The same basic pattern of results holds true for reading, which can be seen in Table 20 on p. 55 of the report.  Combining test score measures of teacher effectiveness with student surveys and classroom observations does improve a little our ability to predict how students would answer survey items about their effort in schools as well as how they felt about their classroom environment.  But unlike test scores, which have been shown to be strong predictors of later life outcomes, I have no idea whether these survey items accurately capture what they intend or have any importance for students’ lives.
Adding the student surveys and classroom observation measures to test scores yields almost no benefits, but it adds an enormous amount of cost and effort to a system for measuring teacher effectiveness.  To get the classroom observations to be usable, the Gates researchers had to have four independent observations of those classrooms by four separate people.  If put into practice in schools that would consume an enormous amount of time and money.  In addition, administering, scoring, and combing the student survey also has real costs.
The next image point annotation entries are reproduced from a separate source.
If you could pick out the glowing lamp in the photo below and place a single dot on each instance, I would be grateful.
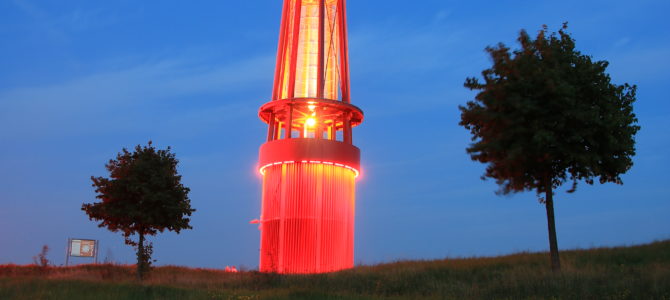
(309, 163)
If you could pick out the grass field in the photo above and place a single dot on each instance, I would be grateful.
(638, 272)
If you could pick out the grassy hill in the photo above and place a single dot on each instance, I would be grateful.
(638, 272)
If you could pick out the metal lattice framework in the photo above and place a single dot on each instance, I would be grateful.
(308, 163)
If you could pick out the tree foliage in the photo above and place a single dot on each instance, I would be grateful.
(142, 196)
(546, 114)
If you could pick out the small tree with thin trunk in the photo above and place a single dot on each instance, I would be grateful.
(142, 196)
(546, 114)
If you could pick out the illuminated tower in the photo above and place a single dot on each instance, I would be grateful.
(308, 163)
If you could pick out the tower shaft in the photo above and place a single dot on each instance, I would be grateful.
(309, 163)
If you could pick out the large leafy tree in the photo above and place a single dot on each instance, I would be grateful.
(142, 196)
(545, 115)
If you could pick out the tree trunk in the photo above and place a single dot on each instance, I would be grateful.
(553, 243)
(140, 258)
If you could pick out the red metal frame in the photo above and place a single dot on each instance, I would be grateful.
(308, 202)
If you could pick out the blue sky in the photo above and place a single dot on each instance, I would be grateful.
(79, 80)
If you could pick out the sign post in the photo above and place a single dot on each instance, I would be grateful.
(82, 248)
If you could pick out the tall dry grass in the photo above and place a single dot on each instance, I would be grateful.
(639, 272)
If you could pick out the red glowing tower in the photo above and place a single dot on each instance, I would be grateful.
(308, 163)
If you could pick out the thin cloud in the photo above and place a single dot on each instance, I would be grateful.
(74, 107)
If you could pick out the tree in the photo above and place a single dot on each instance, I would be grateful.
(143, 196)
(546, 114)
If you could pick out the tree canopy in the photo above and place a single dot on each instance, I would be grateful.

So, why are the Gates folks saying that their research shows the benefits of multiple measures of teacher effectiveness when their research actually suggests virtually no benefits to combining other measures with test scores and when there are significant costs to adding those other measures?  The simple answer is politics.  Large numbers of educators and a segment of the population find relying solely on test scores for measuring teacher effectiveness to be unpalatable, but they might tolerate a system that combined test scores with classroom observations and other measures.  Rather than using their research to explain that these common preferences for multiple measures are inconsistent with the evidence, the Gates folks want to appease this constituency so that they can put a formal system of systematically measuring teacher effectiveness in place.  The research is being spun to serve a policy agenda.
This spinning of the findings  is not just an accident or the results of a misunderstanding.  It is clearly deliberate.  Throughout the two reports Gates just released, they regularly engage in the same pattern of presenting the information. They show that the classroom observation measures by themselves have weak reliability and validity in predicting effective teachers.  But if you add the student survey and then add the test score measures, you get much better measures of effective teachers.  This pattern of presentation suggests the importance of multiple measures, since the classroom observations are strengthened when other measures are added.  The only place you find the reliability and validity of test scores by themselves is at the bottom of the Research Paper in Tables 16 and 20.  If both the lay-version and technical reports had always shown how little test scores are improved by adding student surveys and classroom observations, it would be plain that test scores alone are just about as good as multiple measures.
The Gates folks never actually inaccurately describe their results (as Vicki Phillips did with the previous report).  But they are careful to frame the findings as consistently as possible with the Gates policy agenda of pushing a formal system of measuring teacher effectiveness that involves multiple measures.  And it worked, since the reporters are repeating this inaccurate spin of their findings.